Bu içtenlikle söylenmiş hoş sözler düello ortasına atılan beyaz bir mendil kadar hafifçe bırakılmış ve Franco'nun eğilip almaktan başka herhangi bir seçeneği kalmamıştı. Hala ilahi bir boyuta taşıdığı Bakire Meryem'in modelini gizli tutmakta karalı olmasına rağmen başını sallamaya başladığında aylar önce ilk kez gördüğünde tazelik ve parıltılı masumiyetinden ilk anda etkilendiği kurnaz modeline hayranlıkla gülümsemişti.
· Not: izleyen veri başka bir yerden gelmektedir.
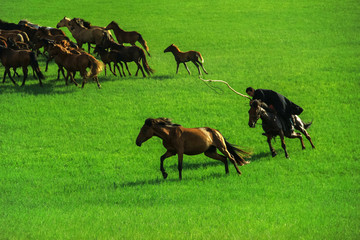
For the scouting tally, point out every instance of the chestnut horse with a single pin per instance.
(183, 57)
(11, 58)
(273, 125)
(76, 62)
(82, 34)
(190, 141)
(127, 37)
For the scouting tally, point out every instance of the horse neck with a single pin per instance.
(116, 27)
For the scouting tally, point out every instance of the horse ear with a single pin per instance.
(148, 122)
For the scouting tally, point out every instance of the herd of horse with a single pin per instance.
(21, 43)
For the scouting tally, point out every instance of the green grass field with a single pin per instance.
(69, 166)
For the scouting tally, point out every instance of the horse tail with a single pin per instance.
(95, 67)
(199, 56)
(238, 153)
(35, 65)
(144, 44)
(146, 66)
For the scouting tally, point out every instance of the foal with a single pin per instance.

Kazandığı zaferine içten içe gülerek ne kadar da kolay oldu diye düşünen Maddaalena biraz önceki sözlerin ötesinde Kader ve Şans Tanrıça'sı Fortuna'nın ona sinsi bir oyun oynamaya hazırlandığından habersiz, her zamanki neşesiyle arkasına dönmüş ve atölyenin üst katına çıkan ahşap merdivenlere yönelmişti.

Fortuna olgusu yüzyıllardır İtalya yarımadasında yaşayan bir inanıştı. Öyle ki kilisenin öğretileri içinde de yer alıyordu. Olymposlu tanrılar yalnızca sanat eserlerinde yaşarken Fortuna insanların gündelik hayatlarında büyük bir rol oynuyordu. Tüm kadınlar, savaşa giden askerler, yaşlılar, ona istek ve minnettarlıklarını bildiriyorlardı. İnsanlar kaderlerinde gelişen iyi ya da kötü her durumu önce Tanrı'ya sonra Fortuna'ya bağlıyordu.

Kader ve Şans Tanrıça'sı yaşamı boyunca Maddalena'ya birkaç kez uğramıştı. Kimi zaman nefessiz kaldığında elinden tutup suyun yüzeyine çıkartırken, kimi zaman Roma'daki karanlık bir balkonda halasının suretine bürünerek yardım elini uzatmıştı. Bu kez diğerlerine göre daha sessiz ve sinsice geliyor ve nasıl başa çıkacağını görmek için onu gafil avlamayı amaçlıyordu.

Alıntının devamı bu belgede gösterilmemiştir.